James Altucher often writes about the one percent improvement. It's a simple idea. Whatever it is that you're doing, try to do it one percent better the next day. And the next. And the next. Theoretically, this will make you twice as good as you are today in just seventy days. But clearly, it gets harder and harder to keep improving by one percent each day as we get better.

But that's alright. We might end up becoming twice as good in a year, or two years, instead of seventy days. But that isn't the point. To me, it is about two things.

One, it helps build a habit. Admittedly, it is easier to do one percent better each day in the early days. But achieving that keeps you coming back until it becomes a part of your daily routine. Any professional will tell you that the only way to get better is to practice everyday. Also, any Premier League manager will tell you that he is focusing on winning one game at a time and not thinking about winning the season from the word go. Because it is easier to look at the next obstacle and knock it down, to get in the stride and to form a habit. This is better than being overwhelmed by the loftiness of the goal and giving up before even starting.

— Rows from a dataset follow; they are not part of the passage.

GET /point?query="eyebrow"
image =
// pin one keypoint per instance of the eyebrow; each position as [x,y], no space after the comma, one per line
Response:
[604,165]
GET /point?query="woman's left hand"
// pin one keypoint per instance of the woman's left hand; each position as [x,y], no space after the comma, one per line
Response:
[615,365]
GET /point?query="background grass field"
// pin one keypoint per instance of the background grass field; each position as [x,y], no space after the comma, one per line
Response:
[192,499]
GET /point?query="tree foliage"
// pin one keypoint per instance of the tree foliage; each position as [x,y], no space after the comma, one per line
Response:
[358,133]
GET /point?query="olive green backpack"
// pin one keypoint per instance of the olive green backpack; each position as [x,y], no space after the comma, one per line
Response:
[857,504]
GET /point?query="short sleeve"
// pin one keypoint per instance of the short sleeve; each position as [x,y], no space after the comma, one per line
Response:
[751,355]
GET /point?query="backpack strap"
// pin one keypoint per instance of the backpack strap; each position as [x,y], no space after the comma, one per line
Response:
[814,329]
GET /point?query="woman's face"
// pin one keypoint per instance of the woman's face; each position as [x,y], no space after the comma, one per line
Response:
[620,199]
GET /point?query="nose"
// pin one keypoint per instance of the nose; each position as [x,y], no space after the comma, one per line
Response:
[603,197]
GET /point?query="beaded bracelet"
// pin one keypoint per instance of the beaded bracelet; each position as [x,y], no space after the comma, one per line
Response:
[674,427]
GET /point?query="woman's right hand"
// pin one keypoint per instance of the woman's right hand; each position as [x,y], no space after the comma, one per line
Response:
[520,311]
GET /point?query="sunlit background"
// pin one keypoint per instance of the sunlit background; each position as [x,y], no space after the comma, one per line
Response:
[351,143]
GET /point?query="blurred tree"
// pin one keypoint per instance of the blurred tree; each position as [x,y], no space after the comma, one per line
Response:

The second, and more important thing is that it sets the balance between the short term and the long term. One percent is such a small increment that there is likely only one way of doing it, one that doesn't involve cutting corners. It doesn't involve burning down the forest or overexploiting the available resources because they are needed again the next day and the next and the next.

We learn to do things sustainably.

Just like you don't work yourself out hoarse at the gym today such that you need three days to recover, because you need to hit the gym again tomorrow, you will not over-stretch yourself on any given day. But you will constantly do a little better, one percent better, every single day.

And yet, we constantly yield to short term (artificial?) pressures and make decisions that have a negative pay off in the long run. Be it on the road while jumping a signal or in business in spamming a customer. The one percent improvement removes the thinking that anything goes for a quick win in the short term.

After all, the long run is just the addition of all the short runs. It makes more sense to aim for a one percent improvement in each short run, one at a time.